2. Growing up continues to be a fucking nightmare. This just in!

3. Now that I’ve vented, I’ll be pleasant.

4. For instance, I was so pleased about same-sex marriage being legalized, and then confused and outraged by all the “Christian” anti-gay slander, cruel insults, and vindictive fear-mongering that the SCOTUS plow turned up. So, as a Christian, I figured now is a pretty good time to read up on homosexuality and Christian exegesis. It’s been enlightening thus far. Although I’m sure the social media furor will die down as quickly as it arose, and no one will ever ask me for my opinion on the subject.

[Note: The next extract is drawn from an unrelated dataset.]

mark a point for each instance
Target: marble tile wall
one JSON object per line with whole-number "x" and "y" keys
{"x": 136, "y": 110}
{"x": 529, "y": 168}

5. I would give 2-3 fingers from my left hand to be able to go to a nearby beach with a full-time nanny. Unfortunately, this isn’t the kind of deal that happens in real life.

6. Ugh I said I would pleasant, didn’t I. One pleasant thing: the physical therapist said I was improving and she thought my wonky pelvis would be pretty much better in three weeks……. of twice-weekly expensive therapy. That really is pleasant news, despite that last little zinger, there.

7. I’m in the car relishing these few minutes of semi-solitude as the baby sleeps. When she wakes up, I’ll put her in the stroller and walk through Ijams and down the Will Skelton Greenway a while. Nature therapy is no joke. My dark little crabbed & spidery spirit needs it. I really am unfit to mix with the public, at this time. Channeling Anne Lamott’s bitter and frantic little inner monologues, currently. Leaves and cicadas will definitely help.